Ferrari no compite para vender autos, vende autos para poder competir. Pero el escudo que ganó todos los circuitos en los últimos años ha sido la competencia: Maserati. El ex piloto devenido empresario ahora tiene casi 60 años, y si no consigue que su equipo gane el circuito más importante de 1957 -la Mille Miglia, la carrera de 1.000 millas a través de las rutas y caminos de Italia- verá cómo cae el imperio que creó hace 10 años junto a su esposa -dueña de la mitad de la empresa- entre los escombros de Módena después de la Segunda Guerra Mundial.
El mercado no es la única fuerza que amenaza a Ferrari: Laura (una extraordinaria Penélope Cruz, con firme vocación para el martirio), es una mujer al borde de un ataque de nervios, la esposa abandonada y combativa que quiere verlo de rodillas por sus infidelidades, que lo extorsiona, le dispara, lo culpa por no salvar a su hijo como había prometido. Pronto, ella descubre lo que ya sabía todo Módena: Enzo mantiene una relación con la joven Lina Lardi (Shailene Woodley ), con quien tiene un hijo llamado Piero.
“Dos objetos no pueden ocupar el mismo espacio al mismo tiempo”, Enzo le explica a sus pilotos por qué no deben frenar en las curvas para dejar pasar su rival. Pero también puede leerse como un comentario sobre sí mismo: en todos los aspectos de su vida profesional y privada conviven personas incompatibles y realidades irreconciliables.

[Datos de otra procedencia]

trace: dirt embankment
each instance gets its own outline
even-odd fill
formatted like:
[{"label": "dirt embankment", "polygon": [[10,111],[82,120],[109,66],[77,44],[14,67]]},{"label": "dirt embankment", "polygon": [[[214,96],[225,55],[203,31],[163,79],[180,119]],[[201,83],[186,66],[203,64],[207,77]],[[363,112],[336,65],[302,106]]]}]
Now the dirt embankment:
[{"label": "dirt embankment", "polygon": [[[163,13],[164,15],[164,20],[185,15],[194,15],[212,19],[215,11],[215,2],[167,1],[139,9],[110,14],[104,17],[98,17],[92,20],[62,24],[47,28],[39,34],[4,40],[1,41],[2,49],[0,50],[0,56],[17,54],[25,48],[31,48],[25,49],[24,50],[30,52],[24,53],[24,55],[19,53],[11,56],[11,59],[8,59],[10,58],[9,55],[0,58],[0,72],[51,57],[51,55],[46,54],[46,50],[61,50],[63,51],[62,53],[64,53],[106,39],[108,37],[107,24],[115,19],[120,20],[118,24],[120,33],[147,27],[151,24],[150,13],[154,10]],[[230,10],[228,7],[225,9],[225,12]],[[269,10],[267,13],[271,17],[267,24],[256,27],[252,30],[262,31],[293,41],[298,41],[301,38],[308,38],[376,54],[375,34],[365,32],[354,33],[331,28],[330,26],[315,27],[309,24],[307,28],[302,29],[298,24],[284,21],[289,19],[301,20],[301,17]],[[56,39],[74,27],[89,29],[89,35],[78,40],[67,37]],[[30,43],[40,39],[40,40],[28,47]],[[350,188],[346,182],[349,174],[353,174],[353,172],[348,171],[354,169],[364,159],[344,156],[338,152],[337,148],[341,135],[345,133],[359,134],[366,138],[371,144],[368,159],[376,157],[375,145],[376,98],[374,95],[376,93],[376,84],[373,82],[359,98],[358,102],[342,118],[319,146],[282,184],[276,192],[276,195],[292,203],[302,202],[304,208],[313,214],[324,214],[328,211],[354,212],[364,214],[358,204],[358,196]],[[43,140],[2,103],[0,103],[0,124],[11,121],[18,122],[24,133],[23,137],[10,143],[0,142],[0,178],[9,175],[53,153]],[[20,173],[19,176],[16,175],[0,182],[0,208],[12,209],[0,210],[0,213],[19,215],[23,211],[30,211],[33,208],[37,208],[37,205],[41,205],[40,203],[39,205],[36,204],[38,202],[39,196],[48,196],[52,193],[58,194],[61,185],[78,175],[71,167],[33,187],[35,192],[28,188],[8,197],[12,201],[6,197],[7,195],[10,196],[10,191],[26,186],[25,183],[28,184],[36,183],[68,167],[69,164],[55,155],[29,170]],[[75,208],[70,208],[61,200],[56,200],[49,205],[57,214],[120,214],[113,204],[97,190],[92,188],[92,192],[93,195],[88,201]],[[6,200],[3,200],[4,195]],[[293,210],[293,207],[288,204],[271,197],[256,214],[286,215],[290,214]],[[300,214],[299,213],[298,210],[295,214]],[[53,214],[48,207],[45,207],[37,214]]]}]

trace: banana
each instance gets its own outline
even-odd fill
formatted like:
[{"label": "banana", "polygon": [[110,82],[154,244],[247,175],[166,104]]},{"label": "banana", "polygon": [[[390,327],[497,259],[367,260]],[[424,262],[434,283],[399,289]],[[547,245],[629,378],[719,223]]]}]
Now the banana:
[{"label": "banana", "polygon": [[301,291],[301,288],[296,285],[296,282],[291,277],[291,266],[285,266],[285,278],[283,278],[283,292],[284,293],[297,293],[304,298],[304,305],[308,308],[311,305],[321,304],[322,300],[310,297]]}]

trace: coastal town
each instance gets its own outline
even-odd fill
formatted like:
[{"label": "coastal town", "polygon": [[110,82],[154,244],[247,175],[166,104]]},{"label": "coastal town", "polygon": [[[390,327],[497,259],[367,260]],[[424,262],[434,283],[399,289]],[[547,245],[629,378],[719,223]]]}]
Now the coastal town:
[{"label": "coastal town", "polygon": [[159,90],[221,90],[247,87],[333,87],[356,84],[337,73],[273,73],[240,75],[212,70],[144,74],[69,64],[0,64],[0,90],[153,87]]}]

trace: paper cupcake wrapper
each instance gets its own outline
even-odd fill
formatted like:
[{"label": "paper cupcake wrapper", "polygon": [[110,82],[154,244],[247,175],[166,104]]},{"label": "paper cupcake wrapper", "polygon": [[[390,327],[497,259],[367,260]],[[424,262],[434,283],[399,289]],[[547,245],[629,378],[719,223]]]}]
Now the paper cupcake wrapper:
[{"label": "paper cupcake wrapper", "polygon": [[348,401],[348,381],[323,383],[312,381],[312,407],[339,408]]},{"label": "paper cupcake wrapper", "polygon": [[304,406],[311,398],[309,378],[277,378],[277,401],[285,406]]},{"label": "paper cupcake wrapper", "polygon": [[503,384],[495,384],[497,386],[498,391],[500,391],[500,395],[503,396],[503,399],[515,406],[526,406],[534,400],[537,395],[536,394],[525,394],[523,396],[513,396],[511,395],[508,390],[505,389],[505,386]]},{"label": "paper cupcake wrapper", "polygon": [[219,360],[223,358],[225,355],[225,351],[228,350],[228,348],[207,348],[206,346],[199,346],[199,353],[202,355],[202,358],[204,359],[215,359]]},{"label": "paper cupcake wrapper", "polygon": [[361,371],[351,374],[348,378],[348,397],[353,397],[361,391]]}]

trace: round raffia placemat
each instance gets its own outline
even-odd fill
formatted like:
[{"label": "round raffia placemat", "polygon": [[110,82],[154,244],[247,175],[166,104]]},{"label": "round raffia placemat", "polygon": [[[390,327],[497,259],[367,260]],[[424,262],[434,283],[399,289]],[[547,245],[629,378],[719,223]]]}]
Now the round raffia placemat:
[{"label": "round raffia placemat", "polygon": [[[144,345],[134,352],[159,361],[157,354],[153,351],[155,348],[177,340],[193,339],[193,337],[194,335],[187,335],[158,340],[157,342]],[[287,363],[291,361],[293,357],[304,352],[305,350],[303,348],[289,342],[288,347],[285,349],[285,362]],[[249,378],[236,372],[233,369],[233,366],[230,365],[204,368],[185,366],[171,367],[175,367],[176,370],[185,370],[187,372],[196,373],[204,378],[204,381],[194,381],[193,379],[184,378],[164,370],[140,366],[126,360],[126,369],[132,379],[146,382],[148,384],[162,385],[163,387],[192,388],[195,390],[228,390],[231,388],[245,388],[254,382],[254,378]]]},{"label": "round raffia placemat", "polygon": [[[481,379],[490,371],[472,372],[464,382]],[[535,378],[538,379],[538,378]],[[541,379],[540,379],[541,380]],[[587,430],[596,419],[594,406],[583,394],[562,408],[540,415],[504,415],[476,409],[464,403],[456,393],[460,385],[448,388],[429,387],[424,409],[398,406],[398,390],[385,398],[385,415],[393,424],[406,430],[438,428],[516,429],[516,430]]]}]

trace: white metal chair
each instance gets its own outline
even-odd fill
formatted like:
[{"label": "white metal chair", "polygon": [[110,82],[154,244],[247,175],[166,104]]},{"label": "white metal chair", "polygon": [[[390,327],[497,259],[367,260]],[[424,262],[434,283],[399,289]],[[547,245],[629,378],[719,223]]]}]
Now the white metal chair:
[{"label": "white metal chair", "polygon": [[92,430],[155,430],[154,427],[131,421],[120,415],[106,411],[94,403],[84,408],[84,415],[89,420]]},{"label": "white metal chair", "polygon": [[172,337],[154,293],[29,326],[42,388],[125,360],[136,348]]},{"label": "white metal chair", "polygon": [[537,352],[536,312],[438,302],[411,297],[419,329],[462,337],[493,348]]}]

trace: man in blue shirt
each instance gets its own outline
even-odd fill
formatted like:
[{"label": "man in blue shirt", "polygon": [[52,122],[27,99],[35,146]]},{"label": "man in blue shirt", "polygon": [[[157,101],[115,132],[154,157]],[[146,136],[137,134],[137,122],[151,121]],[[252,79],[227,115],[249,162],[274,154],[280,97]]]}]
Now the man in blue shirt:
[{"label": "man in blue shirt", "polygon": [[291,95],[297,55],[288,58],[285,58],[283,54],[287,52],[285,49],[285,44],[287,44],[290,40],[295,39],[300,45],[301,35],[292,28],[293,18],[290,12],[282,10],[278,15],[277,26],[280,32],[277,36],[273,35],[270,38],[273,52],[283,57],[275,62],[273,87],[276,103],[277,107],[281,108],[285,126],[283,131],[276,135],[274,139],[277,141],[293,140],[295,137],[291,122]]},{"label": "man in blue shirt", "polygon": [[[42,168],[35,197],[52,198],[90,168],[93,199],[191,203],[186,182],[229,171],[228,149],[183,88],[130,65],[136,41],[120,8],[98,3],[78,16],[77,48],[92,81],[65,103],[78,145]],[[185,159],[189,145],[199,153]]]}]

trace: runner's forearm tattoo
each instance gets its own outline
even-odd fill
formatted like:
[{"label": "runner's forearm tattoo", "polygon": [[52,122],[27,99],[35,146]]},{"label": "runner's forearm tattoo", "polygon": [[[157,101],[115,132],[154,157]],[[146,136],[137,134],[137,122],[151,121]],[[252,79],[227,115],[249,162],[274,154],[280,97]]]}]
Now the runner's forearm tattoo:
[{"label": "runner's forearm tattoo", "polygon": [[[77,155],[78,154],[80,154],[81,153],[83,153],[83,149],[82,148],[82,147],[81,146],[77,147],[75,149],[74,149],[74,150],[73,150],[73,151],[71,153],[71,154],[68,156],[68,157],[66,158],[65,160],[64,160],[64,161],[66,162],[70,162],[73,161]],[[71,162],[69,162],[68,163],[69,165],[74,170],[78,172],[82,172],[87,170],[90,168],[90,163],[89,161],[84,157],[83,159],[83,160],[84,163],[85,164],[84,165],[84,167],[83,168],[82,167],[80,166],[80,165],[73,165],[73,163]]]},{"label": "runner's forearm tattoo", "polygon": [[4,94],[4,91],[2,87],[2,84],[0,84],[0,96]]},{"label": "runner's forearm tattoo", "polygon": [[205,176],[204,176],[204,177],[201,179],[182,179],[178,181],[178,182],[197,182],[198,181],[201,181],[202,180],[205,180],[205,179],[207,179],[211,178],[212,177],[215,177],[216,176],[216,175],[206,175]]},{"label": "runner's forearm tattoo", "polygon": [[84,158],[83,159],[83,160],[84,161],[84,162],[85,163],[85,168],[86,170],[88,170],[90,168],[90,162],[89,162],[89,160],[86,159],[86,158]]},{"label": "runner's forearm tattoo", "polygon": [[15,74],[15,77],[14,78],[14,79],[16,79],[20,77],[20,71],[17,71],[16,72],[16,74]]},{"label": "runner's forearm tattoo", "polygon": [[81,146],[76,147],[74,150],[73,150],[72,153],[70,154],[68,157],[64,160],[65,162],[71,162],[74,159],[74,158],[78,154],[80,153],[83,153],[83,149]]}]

Ferrari, la deconstrucción del mito
Con Ferrari, Michael Mann -que regresa al cine a 8 años del estreno de Blackhat– construye un estudio de carácter de fuerza y sentimiento sutiles. La imagen del Commandatore es la de un ser humano que nunca está satisfecho y que es consciente de que está a una fracción de segundo del desastre. Es la adrenalina que burbujea debajo del dolor lo que le da a la película su atmósfera de ocaso de los dioses, como ya lo había hecho en Public Enemy y en Ali. Mann brilla al filmar el comportamiento de hombres complejos que realizan trabajos de vida o muerte. Junto al director de fotografía Erik Messerschmidt (habitual colaborador de David Fincher)- llena la pantalla de emociones escondidas en el espacio entre las palabras.
Dios no juega a los dados, juega a las carreras. “Si te subes a uno de mis autos te subes para ganar”. Esa es la filosofía práctica de Ferrari: no se compite, se gana. Por ese perfeccionismo mecánico e instinto competitivo, tiene un plantel de pilotos muertos: la prensa lo llama el hacedor de viudas. Ferrari hoy es una marca, un frívolo sueño húmedo de estatus, pero Mann nos recuerda que en el pasado hubo un ser humano que luchó por un ideal, incluso sobre la vida de sus pilotos, de sus trabajadores, sus colaboradores y sus familias, para convertirse en el mito que es hoy.